In the latest twist of a long-running financial saga, a French appeals court ruled on Wednesday that French bank Societe Generale had every reason to fire its employee Jérôme Kerviel in 2008 over massive losses and does not owe him any compensation.

Ten years ago, in one of the biggest scandals to hit the banking sector on the back of the global financial meltdown, Societe Generale fired Kerviel, a young trader, who was accused of a series of fictious transactions which caused the bank to lose 4,9 billion euros.

He was given a five year jail sentence in 2010, with two years suspended, for breach of trust, forgery and entering false data to hide massive trading losses.

The penal decision was upheld twice by the courts, once in 2012 and again in 2014.

Kerviel has always maintained that his bosses looked the other way because he had been making money for them.

He had a small victory in 2016 when a panel of judges in an industrial arbitration court ruled that he had been sacked "without genuine or serious cause" and ordered SocGen to pay him compensation of 455,000 euros.

Later that same year, his hefty fine owed to the bank was reduced from 4,9 billion euros to one million euros.
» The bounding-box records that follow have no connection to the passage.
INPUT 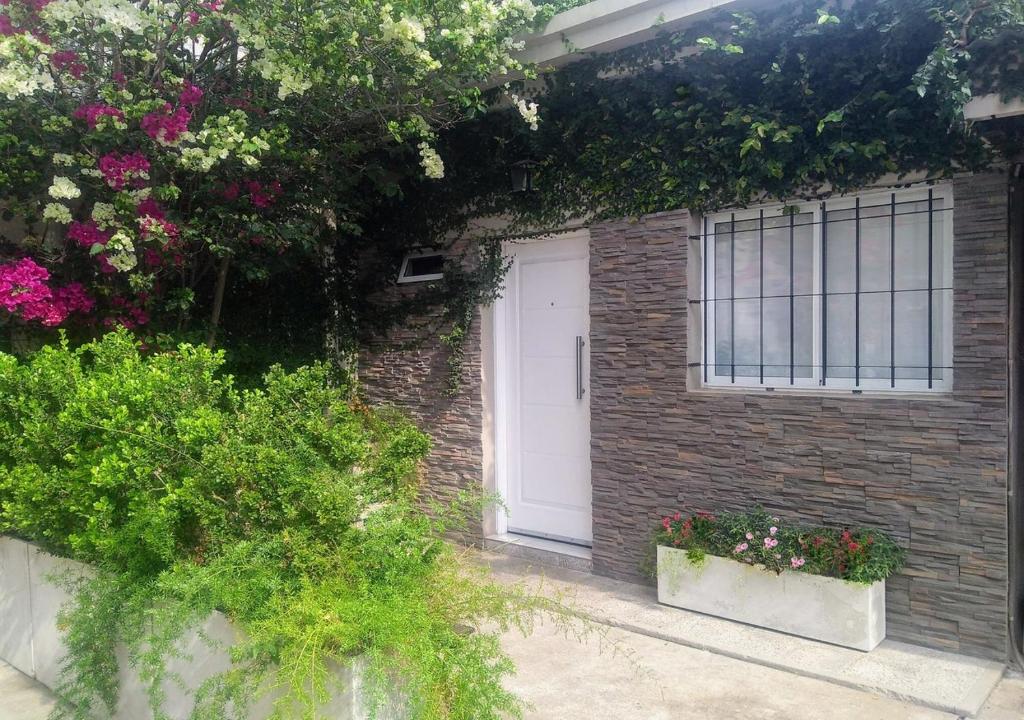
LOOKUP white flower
[43,203,71,225]
[419,142,444,180]
[48,175,82,200]
[92,203,115,228]
[0,34,53,100]
[511,92,540,130]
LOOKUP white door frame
[484,227,593,536]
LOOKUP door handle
[577,335,587,400]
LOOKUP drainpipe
[1007,163,1024,668]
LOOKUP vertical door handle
[577,335,586,400]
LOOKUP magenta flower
[99,153,150,190]
[139,104,189,145]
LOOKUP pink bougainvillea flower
[178,81,203,108]
[0,257,52,312]
[99,152,150,190]
[139,102,191,145]
[0,14,17,35]
[74,102,125,130]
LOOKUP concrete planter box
[657,546,886,651]
[0,536,403,720]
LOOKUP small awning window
[398,250,444,283]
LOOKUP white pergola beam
[964,94,1024,120]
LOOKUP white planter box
[657,546,886,651]
[0,536,403,720]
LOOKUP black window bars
[697,188,952,391]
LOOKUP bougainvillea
[0,258,94,327]
[0,0,537,344]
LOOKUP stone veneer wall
[359,288,483,542]
[590,173,1008,660]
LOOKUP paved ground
[0,643,1024,720]
[0,661,53,720]
[505,626,1024,720]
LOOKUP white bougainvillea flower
[43,203,71,225]
[419,142,444,180]
[48,175,82,200]
[511,92,541,130]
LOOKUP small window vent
[398,251,444,283]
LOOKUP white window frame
[698,184,955,393]
[397,250,444,285]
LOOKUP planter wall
[657,546,886,651]
[0,537,401,720]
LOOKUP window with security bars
[701,187,952,391]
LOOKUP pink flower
[74,102,125,130]
[99,153,150,190]
[0,257,51,312]
[139,104,191,145]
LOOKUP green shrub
[0,332,538,720]
[655,508,903,584]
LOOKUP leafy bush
[655,508,903,584]
[0,331,537,720]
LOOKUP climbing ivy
[380,0,1024,241]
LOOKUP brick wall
[591,173,1008,660]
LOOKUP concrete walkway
[482,552,1007,717]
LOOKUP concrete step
[482,552,1006,717]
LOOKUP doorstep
[483,533,593,573]
[482,552,1006,717]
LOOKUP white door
[496,230,593,545]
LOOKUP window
[701,187,952,391]
[398,251,444,283]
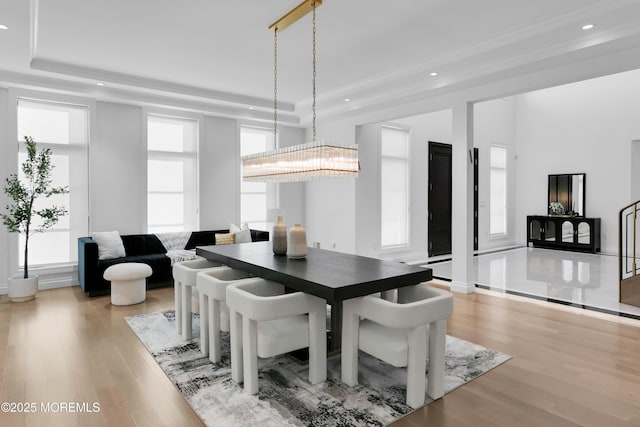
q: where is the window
[380,126,409,247]
[240,126,277,230]
[147,115,198,233]
[489,145,507,235]
[17,98,89,266]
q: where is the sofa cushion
[216,233,236,245]
[184,230,218,249]
[122,234,167,257]
[233,228,251,243]
[91,231,126,259]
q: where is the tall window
[380,126,409,247]
[489,145,507,235]
[147,115,198,233]
[240,126,276,230]
[18,99,89,266]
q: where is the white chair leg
[340,300,360,386]
[198,292,209,356]
[407,325,427,409]
[209,298,222,363]
[309,307,327,384]
[427,319,447,400]
[229,310,244,383]
[182,283,192,340]
[242,317,258,394]
[173,280,182,335]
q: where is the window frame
[378,124,411,251]
[5,88,96,274]
[143,109,203,233]
[238,123,280,230]
[489,143,509,239]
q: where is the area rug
[125,310,511,427]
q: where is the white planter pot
[9,276,38,302]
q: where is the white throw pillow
[91,231,127,259]
[229,222,249,234]
[234,229,251,243]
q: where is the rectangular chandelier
[242,141,360,182]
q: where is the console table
[196,242,432,350]
[527,215,600,253]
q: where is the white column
[451,102,475,294]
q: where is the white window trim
[4,88,96,276]
[141,107,205,231]
[488,143,509,240]
[377,123,412,254]
[236,121,281,229]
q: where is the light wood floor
[0,287,640,427]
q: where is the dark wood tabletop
[196,242,432,304]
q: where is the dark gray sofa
[78,230,269,296]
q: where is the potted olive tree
[2,136,68,302]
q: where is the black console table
[527,215,600,253]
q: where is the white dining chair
[172,258,222,340]
[341,285,453,408]
[196,266,251,363]
[227,278,327,394]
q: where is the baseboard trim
[451,280,476,294]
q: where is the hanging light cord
[273,27,278,146]
[311,3,317,142]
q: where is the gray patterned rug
[125,311,511,427]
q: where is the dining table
[196,241,433,351]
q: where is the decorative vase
[287,224,307,259]
[7,275,38,302]
[273,215,287,255]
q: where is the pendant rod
[269,0,322,31]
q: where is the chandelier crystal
[242,0,360,182]
[242,141,360,182]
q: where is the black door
[428,141,478,257]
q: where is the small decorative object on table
[549,202,564,215]
[273,215,287,255]
[287,224,307,259]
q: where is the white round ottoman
[103,262,153,305]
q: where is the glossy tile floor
[424,247,640,319]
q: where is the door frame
[427,141,479,257]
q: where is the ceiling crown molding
[30,58,294,112]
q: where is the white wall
[0,88,9,288]
[276,126,311,229]
[473,97,517,250]
[198,117,240,230]
[355,124,380,257]
[0,88,305,294]
[89,102,147,234]
[306,122,364,253]
[515,70,640,253]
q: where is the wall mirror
[547,173,586,216]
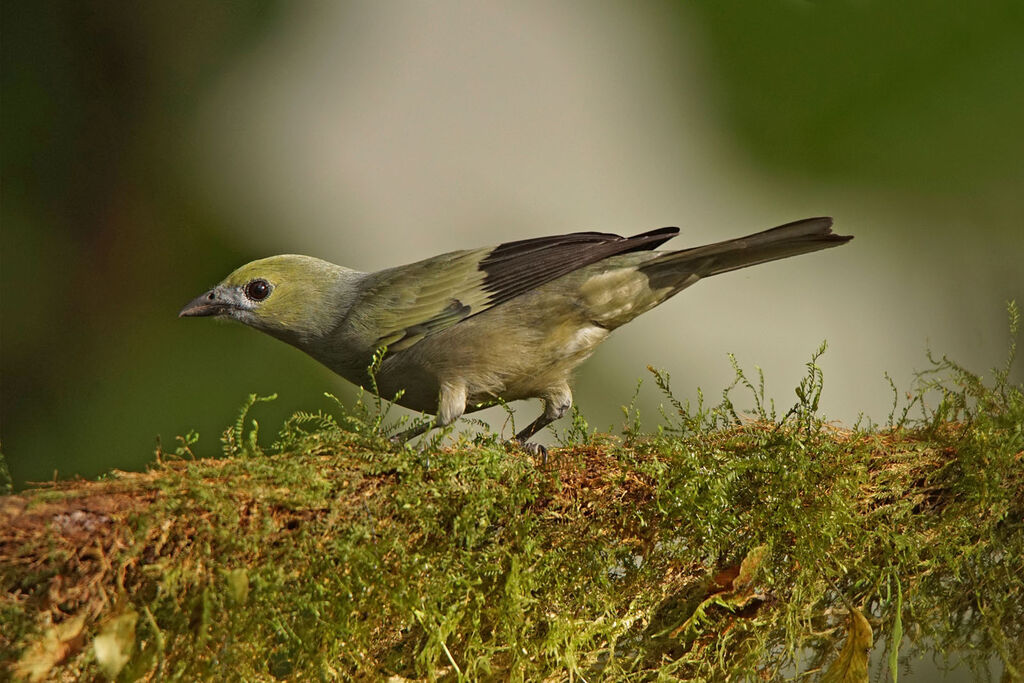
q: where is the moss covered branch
[0,313,1024,681]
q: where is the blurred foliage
[0,0,1024,488]
[0,0,352,486]
[0,325,1024,681]
[693,0,1024,197]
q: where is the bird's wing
[346,227,679,352]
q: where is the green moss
[0,305,1024,680]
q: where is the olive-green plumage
[180,218,852,442]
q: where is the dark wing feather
[346,227,679,351]
[480,227,679,306]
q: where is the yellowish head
[178,254,361,343]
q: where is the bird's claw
[514,439,548,467]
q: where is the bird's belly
[378,300,609,413]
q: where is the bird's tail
[640,217,853,289]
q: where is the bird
[178,217,853,456]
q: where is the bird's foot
[509,438,548,467]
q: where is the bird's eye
[245,280,270,301]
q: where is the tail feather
[640,217,853,288]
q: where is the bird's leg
[515,384,572,463]
[391,382,466,443]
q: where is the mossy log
[0,331,1024,681]
[0,423,1024,680]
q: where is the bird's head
[178,254,361,346]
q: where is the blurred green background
[0,0,1024,493]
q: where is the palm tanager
[179,217,852,452]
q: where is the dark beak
[178,289,232,317]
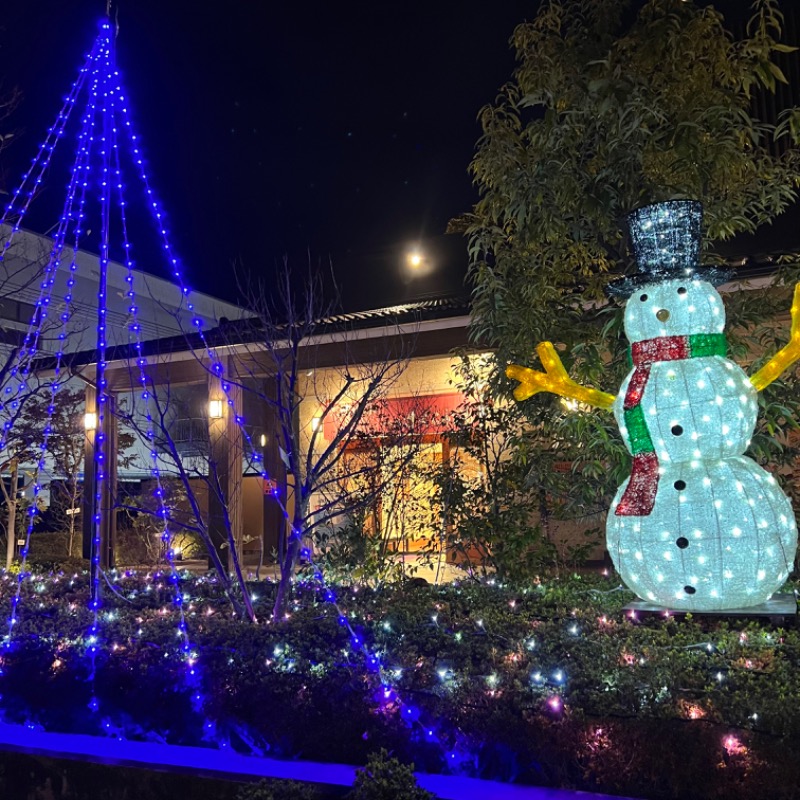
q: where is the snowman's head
[625,278,725,342]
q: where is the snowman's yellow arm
[750,283,800,392]
[506,342,614,409]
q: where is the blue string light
[3,14,456,756]
[0,34,104,649]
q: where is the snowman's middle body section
[607,355,797,610]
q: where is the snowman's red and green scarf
[616,333,728,517]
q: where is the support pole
[207,366,244,570]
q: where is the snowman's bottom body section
[607,456,797,611]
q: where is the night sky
[0,0,538,309]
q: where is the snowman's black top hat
[606,200,733,298]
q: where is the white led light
[607,203,797,608]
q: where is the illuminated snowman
[507,201,800,611]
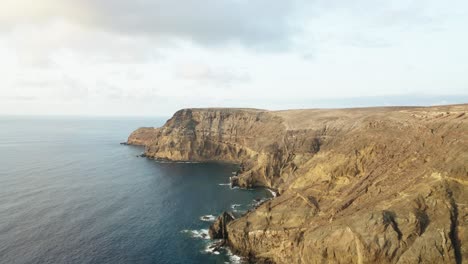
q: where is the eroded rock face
[208,212,235,239]
[128,105,468,263]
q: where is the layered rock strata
[128,105,468,263]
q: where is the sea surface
[0,117,269,264]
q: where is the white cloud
[0,0,468,115]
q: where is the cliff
[128,105,468,263]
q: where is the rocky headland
[127,105,468,263]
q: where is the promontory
[127,104,468,263]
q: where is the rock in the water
[208,212,235,239]
[128,104,468,264]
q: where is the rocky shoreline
[127,105,468,263]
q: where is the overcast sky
[0,0,468,115]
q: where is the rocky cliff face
[128,105,468,263]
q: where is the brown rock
[128,105,468,263]
[208,212,235,239]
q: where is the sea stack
[128,105,468,263]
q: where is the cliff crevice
[128,105,468,263]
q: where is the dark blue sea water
[0,117,268,263]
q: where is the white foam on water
[267,188,278,197]
[181,229,210,240]
[231,204,241,210]
[226,248,243,264]
[200,215,216,222]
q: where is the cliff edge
[128,105,468,263]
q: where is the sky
[0,0,468,116]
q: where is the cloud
[0,0,298,49]
[176,63,251,86]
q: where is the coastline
[128,105,468,263]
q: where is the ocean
[0,117,269,264]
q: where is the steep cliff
[128,105,468,263]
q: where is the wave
[181,229,210,240]
[231,204,241,210]
[200,215,216,222]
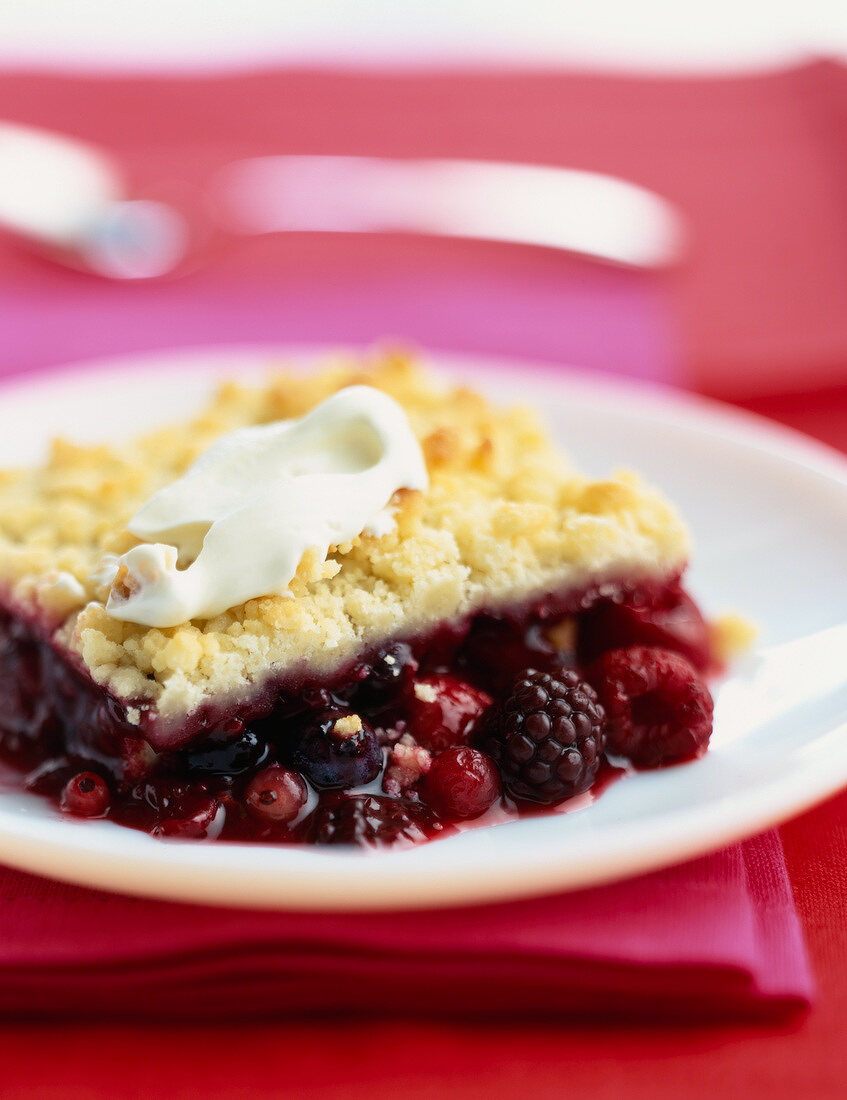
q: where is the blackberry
[485,669,606,805]
[315,794,427,848]
[590,646,714,768]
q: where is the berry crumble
[0,353,718,847]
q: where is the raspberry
[486,669,606,805]
[315,794,426,848]
[424,748,501,821]
[292,711,383,790]
[406,675,492,754]
[244,763,308,825]
[590,646,713,768]
[579,587,712,671]
[59,771,109,817]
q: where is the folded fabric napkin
[0,833,812,1021]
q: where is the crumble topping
[0,354,689,718]
[332,714,364,737]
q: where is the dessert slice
[0,355,711,844]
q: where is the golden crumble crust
[0,354,689,717]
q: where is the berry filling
[590,646,713,768]
[0,582,713,848]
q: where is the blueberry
[292,711,383,790]
[356,641,418,705]
[185,729,270,777]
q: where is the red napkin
[0,833,812,1022]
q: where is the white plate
[0,349,847,909]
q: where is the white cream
[106,386,429,627]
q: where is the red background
[0,63,847,1100]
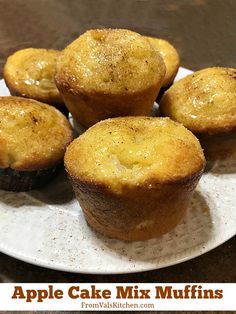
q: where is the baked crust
[3,48,63,106]
[160,67,236,134]
[146,37,180,87]
[0,96,72,171]
[64,117,205,240]
[55,29,165,126]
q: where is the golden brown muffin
[3,48,63,105]
[146,37,180,87]
[55,29,165,126]
[64,117,205,240]
[0,96,72,191]
[160,67,236,160]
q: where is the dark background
[0,0,236,283]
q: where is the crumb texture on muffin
[3,48,63,103]
[65,117,204,189]
[160,67,236,134]
[147,37,180,87]
[0,96,72,171]
[56,29,165,94]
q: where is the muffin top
[3,48,63,103]
[65,117,205,190]
[147,37,180,87]
[0,96,72,171]
[55,29,165,94]
[160,67,236,134]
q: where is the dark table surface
[0,0,236,282]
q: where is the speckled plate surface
[0,68,236,274]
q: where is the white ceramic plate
[0,68,236,274]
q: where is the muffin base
[5,87,69,118]
[0,165,61,192]
[61,84,160,127]
[71,171,202,241]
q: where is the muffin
[0,96,72,191]
[3,48,65,108]
[55,29,165,127]
[146,37,180,88]
[160,67,236,160]
[64,117,205,241]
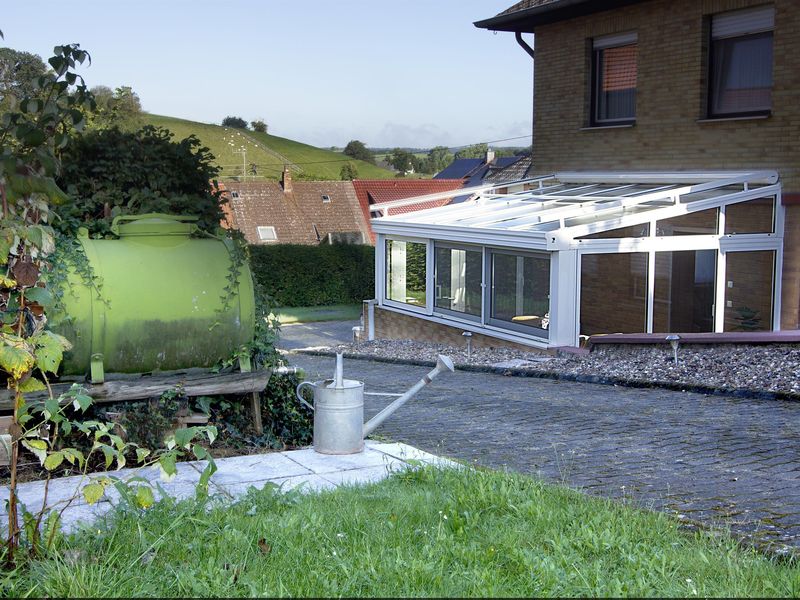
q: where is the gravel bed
[322,340,800,399]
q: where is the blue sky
[6,0,532,147]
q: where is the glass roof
[372,171,779,239]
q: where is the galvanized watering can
[296,354,454,454]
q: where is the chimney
[281,165,292,194]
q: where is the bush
[250,244,375,306]
[222,117,247,129]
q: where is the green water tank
[54,213,255,382]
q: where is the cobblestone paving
[290,354,800,551]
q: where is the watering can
[296,354,454,454]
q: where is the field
[144,115,394,181]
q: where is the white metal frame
[372,171,784,347]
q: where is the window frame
[589,32,639,127]
[705,5,775,120]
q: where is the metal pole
[363,354,455,437]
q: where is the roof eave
[473,0,646,33]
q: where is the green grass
[275,304,361,325]
[2,469,800,597]
[144,115,394,180]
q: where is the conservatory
[372,171,784,348]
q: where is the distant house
[353,179,464,242]
[220,169,369,245]
[370,0,800,348]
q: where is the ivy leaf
[22,440,47,464]
[158,452,178,481]
[43,452,64,471]
[82,482,105,504]
[25,287,53,308]
[19,377,47,393]
[0,345,36,379]
[136,485,156,508]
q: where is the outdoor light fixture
[666,333,681,366]
[461,331,472,358]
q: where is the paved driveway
[291,355,800,549]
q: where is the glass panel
[595,44,637,122]
[710,31,772,116]
[578,223,650,240]
[435,246,483,317]
[724,250,775,331]
[491,253,550,329]
[580,252,647,335]
[386,240,426,306]
[725,198,775,233]
[656,208,719,237]
[653,250,717,333]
However, the winds have changed again, and Wednesday’s ruling indicates that 41 year-old Kerviel has to pay back the 80,000 euros he already received of the now- cancelled 455,000 unfair dismissal payment.

Furthermore, he will still have to pay damages to SocGen to the tune of 1 million euros.

Kerviel’s lawyer, Julien Dami Le Coz says they will now consider taking the case to a higher court.